MATLAB: Audioplayer function: clicks during playback of sine waves

Question

I'm using audioplayer to generate sound from a series of sine waves (~200 – 500 Hz). My sample rate is 2KHz and each wave is played for 500ms. I'm presenting 16 waves, in series. However, the playback is riddled with audible clicks. These are not at the transition points between each consecutive wave. If I play the wave series (x) directly using 'sound(x, 2000)', I get no clicks. If I write the sounds to a .wav file, I get no clicks and the waveform looks clean in a sound file editor. The clicks are independent of output device also.

Answer 1

The analog output of a sample and hold system to a sine wave input is a sine wave multiplied by a pulse train convolved with a rectangular window. Multiplication in the time domain is convolution in the frequency domain. A sine wave is two pulses in the frequency domain and a pulse train is a pulse train. The period of the pulses is half the sample rate. The result of the convolution is then two pulses every half sample rate. You then scale everything by a sinc function.

EDIT

Lets see if MATLAB can clarify the above statements:

fs = 1e-6;
t = 0:fs:1;
f = 0:(1/(fs*length(t))):((1/fs)-(1/(fs*length(t))));
w = 2*pi*100;
sr = 2e3;
x = sin(w*t);
pt = false(size(t));
pt(1:(1/(sr*fs)):end) = true;
y = zeros(size(x));
y(pt) = x(pt);
y = conv(y, ones(1, 1/(sr*fs)), 'same');
subplot(2, 1, 1);
plot(t, y, t, x)
xlabel('t (s)')
ylabel('Amplitude (V)')
xlim([0, 10e-3])
subplot(2, 1, 2);
plot(f, 20*log10(abs(fft(y))), f, 20*log10(abs(fft(x))))
xlabel('f (Hz)')
ylabel('Amplitude (dB)')
xlim([0, 10*sr])
ylim([0, 100])

The variable x is a digital representation of an analog sinewave with a frequency of 100 Hz. The variable y is a digital representation of the analog output of a sample and hold sound card running at a sample rate of sr (2 kHz). The variable pt does the "sample" and the convolution does the "hold".

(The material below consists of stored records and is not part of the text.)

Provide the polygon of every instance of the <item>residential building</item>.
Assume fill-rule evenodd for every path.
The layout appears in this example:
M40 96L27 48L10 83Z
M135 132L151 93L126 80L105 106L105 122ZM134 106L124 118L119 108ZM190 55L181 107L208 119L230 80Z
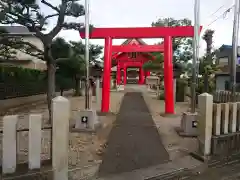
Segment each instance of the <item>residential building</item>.
M40 39L38 39L34 33L29 32L29 30L24 26L0 26L0 29L5 29L7 35L13 37L21 37L22 41L31 43L38 49L43 50L43 44ZM30 69L46 70L46 62L29 54L26 54L20 50L16 51L15 59L0 59L0 63L8 66L20 66Z
M240 46L239 46L240 50ZM219 71L216 72L216 90L229 90L230 89L230 71L232 60L232 46L222 45L217 53L216 64L219 67ZM237 63L239 64L239 63ZM236 83L240 84L240 67L236 68Z

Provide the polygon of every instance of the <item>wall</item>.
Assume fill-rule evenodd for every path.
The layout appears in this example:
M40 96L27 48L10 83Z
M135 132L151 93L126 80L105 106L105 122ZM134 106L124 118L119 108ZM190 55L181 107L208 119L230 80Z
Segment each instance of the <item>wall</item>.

The magnitude of the FFT of x has a single peak at 100 Hz. There is also another peak at -100 Hz, which due to the magic of the DTFT (i.e., FFT) shows up at fs-100Hz. If you expand the axis you will see it.

xlim([0, 1e6])

The magnitude of the FFT of y has the same peak at 100 Hz (and at -100 Hz). It also has a train of double peaks at sr. This is the aliasing I am talking about. There is no sample rate for which you get no aliasing. For auditory signals a sample rate of 44.1 kHz, puts the first aliased component at at least 22.05 kHz. This is above the range of human hearing, so it works well.